A private effort by two former astronauts to build a space telescope to spot smaller Earth-bound asteroids has raised a few million dollars, but is years away from launch — if it ever gets off the ground.
Plans to deflect asteroids are even more nascent. Proposals range from the sublime — spraying an asteroid with reflective paint so the sun nudges it — to the extreme — nuking it. With early detection and a few decades of lead time, even a tiny nudge could push an asteroid out of the tiny “keyhole” in space that would otherwise send it crashing to Earth.
The European Space Agency and NASA are in the early stages of plotting a mission to smash a spacecraft into an asteroid to see if humans can, in fact, push around a sizeable space rock. The project, called AIM-DART, has no timeline and no real budget.

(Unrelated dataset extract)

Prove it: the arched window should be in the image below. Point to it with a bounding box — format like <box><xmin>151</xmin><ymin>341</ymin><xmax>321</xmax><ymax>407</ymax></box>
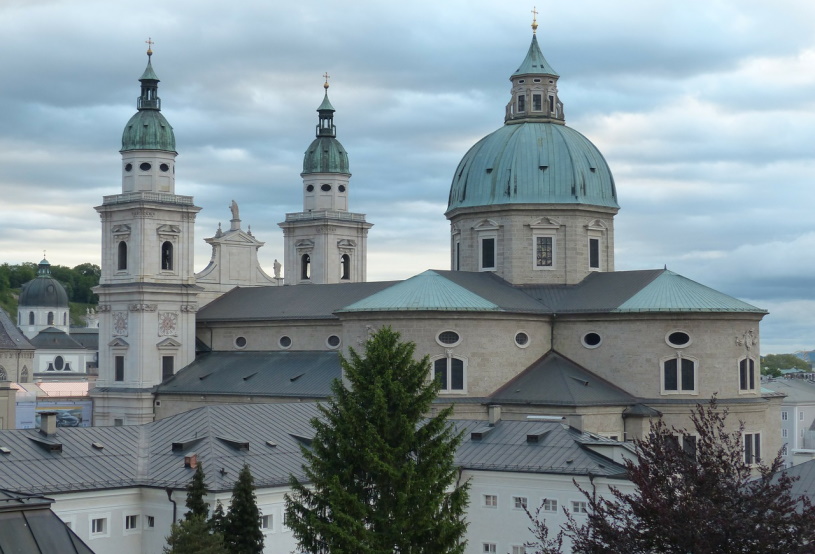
<box><xmin>116</xmin><ymin>241</ymin><xmax>127</xmax><ymax>271</ymax></box>
<box><xmin>161</xmin><ymin>240</ymin><xmax>173</xmax><ymax>271</ymax></box>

In another cosmic coincidence, three of the nation’s top asteroid trackers met in Vienna on Friday with international counterparts under the auspices of the United Nations Committee on the Peaceful Uses of Outer Space to better coordinate planetary defense.
“This is a what-sort-of-things-are-we-doing-to-protect-the-Earth meeting,” said Timothy Spahr, director of the Minor Planet Center at Harvard University, the international clearinghouse for asteroid tracking. He said enthusiasm for building a better detection network runs high among the attendees from dozens of nations.
As for meeting on the day when the reality of extraterrestrial threats burst into view over Russia, Spahr said, “Yeah, pretty crazy timing.”
Englund reported from Moscow. Caitlin Dewey and Olga Khazan in Washington contributed to this report.